Following the principle of the form, he tried it once.

The movement was tiny.

It was no more than a slight settling of the body, the intent of the palm lifting from within and outward in the gentlest of motions.

Fang Tieshan had been leaning against the wall, his breathing low and faint. But the instant Fang Yingjie's palm-intent stirred, his ear twitched slightly, and his face turned toward him.

"Again."

Fang Yingjie tried once more.

Fang Tieshan was silent for a long time.

He did not praise him.

He did not scold him either.

He only said in a low voice,

"There's something there."

Those four words were enough for Fang Yingjie to remember for a very long time.

Over the next several days, Fang Tieshan went on to break down Parting Clouds to Sound the Sea, Breaking Mist, Piercing the Forest, Crossing Clouds, Breaking Waves, and the rest.

Some forms were chiefly in the path of the palm.

Some depended on the exact placement of the steps.

Some had to be explained together with breath, shoulder and back, waist and hips, as one whole.

Parting Clouds to Sound the Sea did not hurry to release the palm; its weight lay in testing depth and shallowness, in tugging at the enemy's balance.

Breaking Mist, Piercing the Forest used a short palm path and demanded penetrating force, meant expressly to break nimble evasion.

Crossing Clouds, Breaking Waves was about cutting off the enemy's force at the root.

By the time the fifth tally mark had reached its third stroke, Fang Tieshan was teaching Crossing Clouds, Breaking Waves.

"If the enemy's force comes like a wave, you need not meet it head-on," Fang Tieshan said.

"To block it head-on is the poorest choice."

"See the place where the wave has not yet joined itself together. Enter across it with one palm, and break the root of its momentum."

In a low voice, he recited the formula:

"When the wave comes, do not meet its crest.

When the force is full, do not struggle for supremacy.

Enter across the cloud before it joins, and break the wave by breaking its root.
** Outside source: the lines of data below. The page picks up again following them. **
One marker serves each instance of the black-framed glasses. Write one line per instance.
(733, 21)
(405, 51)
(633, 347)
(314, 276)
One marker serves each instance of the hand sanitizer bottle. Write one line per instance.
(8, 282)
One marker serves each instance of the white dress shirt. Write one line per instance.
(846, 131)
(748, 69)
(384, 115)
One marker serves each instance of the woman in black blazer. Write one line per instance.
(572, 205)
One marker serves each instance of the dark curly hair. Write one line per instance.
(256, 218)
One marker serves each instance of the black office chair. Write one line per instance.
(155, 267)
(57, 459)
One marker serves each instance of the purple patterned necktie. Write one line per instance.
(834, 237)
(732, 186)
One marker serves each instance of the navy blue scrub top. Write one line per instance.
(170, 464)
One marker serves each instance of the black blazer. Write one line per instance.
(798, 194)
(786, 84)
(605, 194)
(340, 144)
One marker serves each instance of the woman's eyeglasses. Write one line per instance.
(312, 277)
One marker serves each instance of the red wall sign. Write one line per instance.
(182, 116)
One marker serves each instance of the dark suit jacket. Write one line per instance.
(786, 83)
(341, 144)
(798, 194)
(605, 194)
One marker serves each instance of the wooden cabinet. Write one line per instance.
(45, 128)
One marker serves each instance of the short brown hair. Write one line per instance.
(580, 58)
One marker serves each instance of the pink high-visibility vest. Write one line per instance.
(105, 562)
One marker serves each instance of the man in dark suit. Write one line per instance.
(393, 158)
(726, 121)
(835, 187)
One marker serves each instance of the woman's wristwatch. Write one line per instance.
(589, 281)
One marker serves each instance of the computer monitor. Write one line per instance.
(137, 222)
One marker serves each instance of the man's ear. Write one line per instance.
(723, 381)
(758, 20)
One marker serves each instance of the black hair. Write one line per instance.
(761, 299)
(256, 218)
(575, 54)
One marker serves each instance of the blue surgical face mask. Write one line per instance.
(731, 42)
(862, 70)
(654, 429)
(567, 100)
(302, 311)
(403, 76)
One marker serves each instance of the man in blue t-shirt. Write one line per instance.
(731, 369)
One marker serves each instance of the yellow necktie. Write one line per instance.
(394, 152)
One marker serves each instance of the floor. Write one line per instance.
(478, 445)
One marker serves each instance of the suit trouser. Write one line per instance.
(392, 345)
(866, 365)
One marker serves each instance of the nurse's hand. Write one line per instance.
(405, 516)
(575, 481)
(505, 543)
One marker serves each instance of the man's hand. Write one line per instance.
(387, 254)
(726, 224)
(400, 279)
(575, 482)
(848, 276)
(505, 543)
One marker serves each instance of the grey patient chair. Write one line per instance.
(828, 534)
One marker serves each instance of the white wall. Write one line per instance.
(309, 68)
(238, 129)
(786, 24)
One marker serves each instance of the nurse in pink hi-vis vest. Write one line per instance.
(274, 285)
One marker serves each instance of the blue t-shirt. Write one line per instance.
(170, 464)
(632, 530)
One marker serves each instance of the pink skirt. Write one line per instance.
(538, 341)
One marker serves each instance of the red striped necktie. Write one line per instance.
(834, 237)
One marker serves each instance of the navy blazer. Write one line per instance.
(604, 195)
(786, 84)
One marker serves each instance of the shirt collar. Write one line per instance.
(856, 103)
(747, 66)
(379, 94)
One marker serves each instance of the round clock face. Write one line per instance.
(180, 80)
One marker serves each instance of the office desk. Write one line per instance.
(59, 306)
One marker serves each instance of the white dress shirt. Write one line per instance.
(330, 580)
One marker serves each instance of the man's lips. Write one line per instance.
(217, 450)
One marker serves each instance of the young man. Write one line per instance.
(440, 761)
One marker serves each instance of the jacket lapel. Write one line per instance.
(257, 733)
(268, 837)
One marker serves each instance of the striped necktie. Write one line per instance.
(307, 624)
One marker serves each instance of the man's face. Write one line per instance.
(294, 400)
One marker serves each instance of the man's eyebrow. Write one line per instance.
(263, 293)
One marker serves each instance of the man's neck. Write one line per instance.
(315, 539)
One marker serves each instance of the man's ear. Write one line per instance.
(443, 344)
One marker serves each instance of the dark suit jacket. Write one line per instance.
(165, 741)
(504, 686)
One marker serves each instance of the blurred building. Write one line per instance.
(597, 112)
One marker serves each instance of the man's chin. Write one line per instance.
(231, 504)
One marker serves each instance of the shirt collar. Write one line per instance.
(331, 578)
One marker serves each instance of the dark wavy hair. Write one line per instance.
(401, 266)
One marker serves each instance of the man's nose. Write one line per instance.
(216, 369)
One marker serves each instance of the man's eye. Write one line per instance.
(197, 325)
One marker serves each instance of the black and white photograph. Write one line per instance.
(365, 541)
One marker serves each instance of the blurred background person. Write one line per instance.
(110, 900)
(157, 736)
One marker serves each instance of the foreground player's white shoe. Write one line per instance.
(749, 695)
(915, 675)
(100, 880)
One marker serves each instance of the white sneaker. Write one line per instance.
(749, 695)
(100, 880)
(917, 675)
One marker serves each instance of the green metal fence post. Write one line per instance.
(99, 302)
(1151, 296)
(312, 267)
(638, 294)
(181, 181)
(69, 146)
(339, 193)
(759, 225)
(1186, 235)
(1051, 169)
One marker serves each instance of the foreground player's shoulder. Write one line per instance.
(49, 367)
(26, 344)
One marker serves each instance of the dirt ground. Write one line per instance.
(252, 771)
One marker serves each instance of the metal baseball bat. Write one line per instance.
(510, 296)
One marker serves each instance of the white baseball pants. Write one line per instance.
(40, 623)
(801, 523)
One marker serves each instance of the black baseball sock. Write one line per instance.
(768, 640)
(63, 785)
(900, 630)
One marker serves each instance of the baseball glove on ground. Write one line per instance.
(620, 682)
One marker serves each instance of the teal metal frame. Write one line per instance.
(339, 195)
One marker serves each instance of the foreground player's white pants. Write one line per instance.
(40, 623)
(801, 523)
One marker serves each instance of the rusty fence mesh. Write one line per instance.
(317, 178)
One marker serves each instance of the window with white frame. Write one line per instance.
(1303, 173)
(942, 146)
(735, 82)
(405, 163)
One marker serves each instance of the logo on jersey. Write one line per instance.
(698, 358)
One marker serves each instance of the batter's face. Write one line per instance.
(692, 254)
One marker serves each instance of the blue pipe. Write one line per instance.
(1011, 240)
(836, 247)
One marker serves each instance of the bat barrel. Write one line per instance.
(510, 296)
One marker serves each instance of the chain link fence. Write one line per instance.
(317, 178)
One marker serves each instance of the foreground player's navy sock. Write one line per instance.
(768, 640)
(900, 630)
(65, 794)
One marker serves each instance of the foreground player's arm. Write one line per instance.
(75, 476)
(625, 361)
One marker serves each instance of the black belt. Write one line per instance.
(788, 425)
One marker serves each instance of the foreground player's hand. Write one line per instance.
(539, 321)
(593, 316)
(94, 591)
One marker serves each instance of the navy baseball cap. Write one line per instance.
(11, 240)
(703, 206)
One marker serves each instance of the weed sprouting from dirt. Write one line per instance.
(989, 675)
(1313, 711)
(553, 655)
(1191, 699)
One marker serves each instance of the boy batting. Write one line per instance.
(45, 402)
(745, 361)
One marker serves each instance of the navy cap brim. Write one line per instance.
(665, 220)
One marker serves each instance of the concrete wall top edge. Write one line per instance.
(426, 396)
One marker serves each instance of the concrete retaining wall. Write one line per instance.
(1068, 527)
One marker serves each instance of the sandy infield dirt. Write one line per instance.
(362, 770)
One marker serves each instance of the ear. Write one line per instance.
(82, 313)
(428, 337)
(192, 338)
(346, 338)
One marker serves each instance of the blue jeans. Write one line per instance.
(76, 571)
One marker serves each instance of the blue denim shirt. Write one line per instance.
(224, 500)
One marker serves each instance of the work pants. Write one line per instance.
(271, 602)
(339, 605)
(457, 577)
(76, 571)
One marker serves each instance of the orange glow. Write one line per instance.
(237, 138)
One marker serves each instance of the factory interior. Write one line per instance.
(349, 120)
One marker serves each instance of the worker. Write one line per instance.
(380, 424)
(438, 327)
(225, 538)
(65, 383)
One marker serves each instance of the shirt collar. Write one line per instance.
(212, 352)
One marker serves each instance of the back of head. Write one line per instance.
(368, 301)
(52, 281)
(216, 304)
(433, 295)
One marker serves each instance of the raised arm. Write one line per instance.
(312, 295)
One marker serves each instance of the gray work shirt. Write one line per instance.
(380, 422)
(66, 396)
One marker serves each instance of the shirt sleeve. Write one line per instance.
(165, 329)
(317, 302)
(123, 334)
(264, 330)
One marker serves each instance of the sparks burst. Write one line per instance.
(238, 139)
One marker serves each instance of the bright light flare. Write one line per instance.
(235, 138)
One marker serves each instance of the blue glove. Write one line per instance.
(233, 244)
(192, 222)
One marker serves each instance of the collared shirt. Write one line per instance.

Let the palm travel on a slanting line, while the strength guards the central gate."

Fang Yingjie tried several times and still failed to grasp its true meaning.

Either he was too hurried, or else too straight.

Fang Tieshan cursed him.

"You think breaking a wave means smashing your skull into it?"

"The palm cuts across. It does not go to die."

Fang Yingjie's face burned under the scolding. He could only begin again.

On the sixth attempt, he finally understood a little.

The palm-force did not drive directly forward. It cut in obliquely, intercepting that one line of force before the enemy's momentum had fully formed.

Fang Tieshan gave a low grunt.

"Remember that taste."

"You may not have it yet."

"But the flavor is right."

Later came Hanging Clouds of a Thousandfold Weight.

Of all the forms, this was the one Fang Tieshan explained for the longest time.

"Clouds seem light," he said.

"But when clouds hang low, even mountains darken."

"This form is not chiefly about striking."

"It is about pressing down."

"Not on a man's head."

"On his force."

Then he recited several more lines of formula:

"Clouds hang low without haste; a thousandfold weight makes no sound.

Before the palm descends, the force must already sink.

If the enemy rises against me, I do not contend for height.

If the enemy withdraws from me, I do not chase his shadow.

I only lay the weight of my whole body's sinking force across the space between his advance and retreat."

Fang Yingjie listened, transfixed.

Fang Tieshan said, "If all you want is to win, you will never master this form."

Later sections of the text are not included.